Few people enjoy bread with a hard, dry crust that sticks to the teeth and is so brittle that it flakes off in chunks. But these are the quality defects many of us battle with when producing par-baked bread.
Contributing factors include the ingredients used to secure dough stability and volume and the ambient or frozen storage conditions of par-baked bread after it has been in the oven for the first time.
Strength without hardness
Let’s start with the ingredient issue – specifically the DATEM (diacetyl tartaric acid ester of mono- and diglycerides) and ascorbic acid widely used in industrial bread-making for dough strengthening.
A drawback in par-baked bread is that a high dosage of these ingredients gives a thicker bread crust.
After the second baking, the crust typically becomes dry, hard and short – not the characteristics that give optimum consumer satisfaction.
Our own hunt for a solution has led us to a combination of the fruit sugar fructose and the enzyme amyloglucosidase, which catalyses the production of glucose. Both fructose and glucose have a well-documented high impact on the Maillard reaction. In our trials, we have found that the result of this impact is par-baked bread with a consistently thinner, crisper crust with a tender bite.
Flexibility without flake-off
A crust that is both thin and flexible is also an advantage when controlling flake-off – a primary reason why bread often lands in the bin before even getting to the store shelf. There are several reasons why flake-off occurs.
In par-bakes for ambient storage, the flake-off risk is higher if the first baking is too long or intensive.
Damage is then likely during transportation and handling.
If the par-baked bread is to be frozen, a slow cooling process may cause the crumb to shrink and become detached from the crust. Ice crystal formation in the freezer can put the crust under further pressure as the crumb expands. In both cases, the crust may crack and break away in chunks.
For flake-off control, we have found that amyloglucosidase again produces good results, this time when used with lecithin. The thin, flexible crust that results is also able to withstand handling after the second baking – suffering minimal damage, for example, when par-baked bread is sold from automated vending machines.
Blistering in baquettes
A particular issue in baguette production is blistering, where large holes develop underneath the crust.
Although monoglycerides are a well-known solution, their use may be accompanied by reduced crust crispness.

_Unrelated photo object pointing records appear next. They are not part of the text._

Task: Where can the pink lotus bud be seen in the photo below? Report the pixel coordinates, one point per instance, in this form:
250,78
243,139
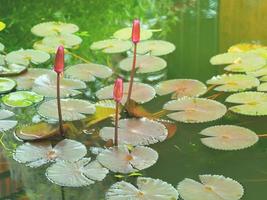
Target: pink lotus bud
118,90
59,60
136,31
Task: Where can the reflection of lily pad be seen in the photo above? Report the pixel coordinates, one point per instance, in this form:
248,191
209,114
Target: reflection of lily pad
233,82
195,110
144,64
112,46
212,187
155,47
141,92
136,132
72,109
228,137
147,188
6,85
21,99
181,88
120,159
253,103
40,153
88,72
76,174
53,28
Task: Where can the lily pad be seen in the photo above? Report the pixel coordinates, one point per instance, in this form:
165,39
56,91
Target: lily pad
181,88
211,187
120,159
112,46
72,109
141,92
228,137
88,72
21,99
53,28
136,132
46,85
252,103
195,110
155,47
6,85
40,153
147,188
233,82
76,174
144,64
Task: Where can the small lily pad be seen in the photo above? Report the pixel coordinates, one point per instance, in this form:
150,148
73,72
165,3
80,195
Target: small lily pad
147,188
40,153
72,109
228,137
112,46
21,99
233,82
211,187
88,72
76,174
6,85
195,110
136,132
53,28
155,47
181,88
120,159
144,64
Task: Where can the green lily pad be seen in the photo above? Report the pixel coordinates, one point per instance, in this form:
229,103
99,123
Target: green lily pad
53,28
155,47
88,72
144,64
21,99
112,46
6,85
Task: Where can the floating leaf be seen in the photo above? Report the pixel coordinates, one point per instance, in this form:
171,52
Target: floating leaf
88,72
144,64
181,88
21,99
40,153
120,159
6,85
147,188
195,110
233,82
253,103
155,47
53,28
212,187
141,92
25,57
76,174
228,137
72,109
112,46
136,131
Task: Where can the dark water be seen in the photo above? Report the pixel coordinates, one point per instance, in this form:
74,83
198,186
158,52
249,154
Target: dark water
199,29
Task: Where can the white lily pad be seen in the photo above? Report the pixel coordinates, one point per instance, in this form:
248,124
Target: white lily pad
211,187
144,64
147,188
195,110
40,153
120,159
72,109
136,132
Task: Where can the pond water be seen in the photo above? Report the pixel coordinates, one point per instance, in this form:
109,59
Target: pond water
199,30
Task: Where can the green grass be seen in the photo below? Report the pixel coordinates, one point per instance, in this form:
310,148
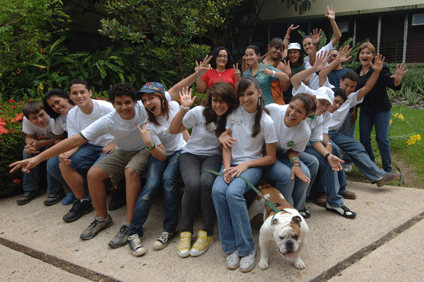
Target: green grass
409,158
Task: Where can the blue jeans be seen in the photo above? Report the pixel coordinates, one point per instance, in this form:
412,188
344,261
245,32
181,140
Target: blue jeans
31,181
348,129
293,190
357,154
381,122
328,180
235,232
159,173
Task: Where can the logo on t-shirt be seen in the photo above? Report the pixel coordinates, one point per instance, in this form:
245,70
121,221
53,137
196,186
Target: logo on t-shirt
290,143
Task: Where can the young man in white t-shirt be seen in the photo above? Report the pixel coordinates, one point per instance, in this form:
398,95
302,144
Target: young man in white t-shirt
129,159
75,163
37,124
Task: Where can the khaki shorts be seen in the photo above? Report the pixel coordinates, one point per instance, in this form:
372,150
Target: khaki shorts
116,163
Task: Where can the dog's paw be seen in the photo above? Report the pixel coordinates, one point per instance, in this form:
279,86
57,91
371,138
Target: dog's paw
263,263
299,264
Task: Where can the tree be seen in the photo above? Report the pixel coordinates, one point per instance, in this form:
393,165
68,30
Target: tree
166,29
24,26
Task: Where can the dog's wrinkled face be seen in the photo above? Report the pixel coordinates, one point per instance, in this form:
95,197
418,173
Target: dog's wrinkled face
287,233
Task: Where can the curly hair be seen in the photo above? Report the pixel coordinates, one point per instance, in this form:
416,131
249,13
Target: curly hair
224,91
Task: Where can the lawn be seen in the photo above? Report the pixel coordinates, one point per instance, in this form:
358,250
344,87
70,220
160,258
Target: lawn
407,156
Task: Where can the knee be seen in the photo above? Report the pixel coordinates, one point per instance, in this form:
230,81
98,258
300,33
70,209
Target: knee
130,173
96,174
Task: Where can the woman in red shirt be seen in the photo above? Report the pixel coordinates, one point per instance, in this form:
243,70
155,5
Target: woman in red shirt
222,70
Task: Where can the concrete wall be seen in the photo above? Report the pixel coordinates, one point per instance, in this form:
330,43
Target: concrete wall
274,10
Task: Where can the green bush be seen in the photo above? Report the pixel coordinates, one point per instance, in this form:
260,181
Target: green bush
12,141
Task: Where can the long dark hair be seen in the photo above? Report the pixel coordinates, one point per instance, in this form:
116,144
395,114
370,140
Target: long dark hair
224,91
215,54
51,93
245,82
276,42
164,105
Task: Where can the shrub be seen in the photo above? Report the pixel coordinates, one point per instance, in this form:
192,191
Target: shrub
12,141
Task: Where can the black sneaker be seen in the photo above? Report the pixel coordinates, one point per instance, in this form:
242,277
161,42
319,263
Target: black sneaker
120,238
79,208
27,197
118,199
54,198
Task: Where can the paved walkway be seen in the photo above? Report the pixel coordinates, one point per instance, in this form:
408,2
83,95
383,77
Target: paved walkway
383,243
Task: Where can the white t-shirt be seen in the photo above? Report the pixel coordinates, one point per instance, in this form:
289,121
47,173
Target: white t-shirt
76,120
303,89
248,148
171,142
296,137
30,128
315,124
203,140
126,134
60,125
313,83
340,115
327,116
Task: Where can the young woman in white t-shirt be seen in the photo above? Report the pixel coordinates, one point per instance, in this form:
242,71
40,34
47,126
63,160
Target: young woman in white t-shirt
57,103
252,128
201,152
163,169
293,168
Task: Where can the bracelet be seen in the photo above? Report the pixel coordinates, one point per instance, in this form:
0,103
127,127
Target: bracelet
293,159
151,147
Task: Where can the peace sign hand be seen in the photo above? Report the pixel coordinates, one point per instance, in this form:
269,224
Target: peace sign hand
146,136
400,71
237,72
185,97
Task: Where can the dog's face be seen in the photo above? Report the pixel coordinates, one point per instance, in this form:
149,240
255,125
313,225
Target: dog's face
287,233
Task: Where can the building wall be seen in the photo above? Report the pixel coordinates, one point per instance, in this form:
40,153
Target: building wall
274,9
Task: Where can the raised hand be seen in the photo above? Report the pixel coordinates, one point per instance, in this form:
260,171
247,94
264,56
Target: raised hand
331,13
343,53
378,63
145,135
400,71
237,72
316,36
291,28
185,97
320,60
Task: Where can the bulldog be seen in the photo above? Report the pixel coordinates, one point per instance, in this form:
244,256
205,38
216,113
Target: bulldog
287,228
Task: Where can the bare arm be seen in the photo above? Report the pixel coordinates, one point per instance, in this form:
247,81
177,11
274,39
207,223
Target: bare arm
176,125
336,31
69,143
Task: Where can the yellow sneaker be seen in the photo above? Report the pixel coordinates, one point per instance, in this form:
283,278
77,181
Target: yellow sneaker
184,244
202,244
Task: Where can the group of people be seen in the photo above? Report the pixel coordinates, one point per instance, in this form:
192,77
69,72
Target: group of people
280,119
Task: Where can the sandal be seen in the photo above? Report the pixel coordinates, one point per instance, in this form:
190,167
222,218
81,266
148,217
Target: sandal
305,213
343,211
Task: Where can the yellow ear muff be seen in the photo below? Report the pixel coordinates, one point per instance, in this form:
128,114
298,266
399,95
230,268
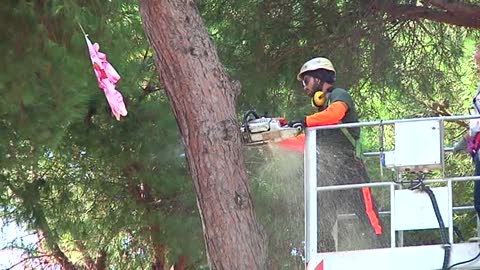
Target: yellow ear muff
318,99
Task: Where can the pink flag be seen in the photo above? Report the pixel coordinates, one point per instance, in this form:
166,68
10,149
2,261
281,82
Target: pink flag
107,78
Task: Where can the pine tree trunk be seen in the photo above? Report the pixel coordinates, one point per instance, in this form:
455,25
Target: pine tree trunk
203,101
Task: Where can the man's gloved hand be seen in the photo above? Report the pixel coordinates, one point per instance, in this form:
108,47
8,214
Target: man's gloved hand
300,124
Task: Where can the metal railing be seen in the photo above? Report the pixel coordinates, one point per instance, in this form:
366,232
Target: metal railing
311,190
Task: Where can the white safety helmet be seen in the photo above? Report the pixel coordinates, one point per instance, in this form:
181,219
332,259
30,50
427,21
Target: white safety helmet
314,64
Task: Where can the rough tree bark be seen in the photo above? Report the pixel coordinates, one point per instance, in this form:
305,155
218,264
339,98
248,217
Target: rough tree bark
203,99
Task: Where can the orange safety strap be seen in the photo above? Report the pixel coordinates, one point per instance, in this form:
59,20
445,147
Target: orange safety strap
333,114
372,216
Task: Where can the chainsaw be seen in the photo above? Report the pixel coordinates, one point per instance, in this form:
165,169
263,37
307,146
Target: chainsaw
258,130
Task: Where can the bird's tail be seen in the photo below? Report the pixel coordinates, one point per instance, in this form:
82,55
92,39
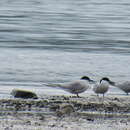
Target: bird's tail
53,85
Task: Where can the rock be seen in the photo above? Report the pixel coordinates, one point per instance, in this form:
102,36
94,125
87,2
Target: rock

Our tests have shown that amyloglucosidase is an efficient alternative. By speeding up crust development, a higher dosage of the enzyme prevents blistering with no negative consequences for dough handling.
Meeting all needs
Improving crust eating quality and reducing flake-off are needs that tend to go hand-in-hand. For this reason, we have run trials with amyloglucosidase, fructose and lecithin in the same formulation. The results are encouraging.
All the solutions we have tested are used in addition to DATEM and ascorbic acid. That means you can improve the quality of your crust at no expense to bread volume and dough handling properties.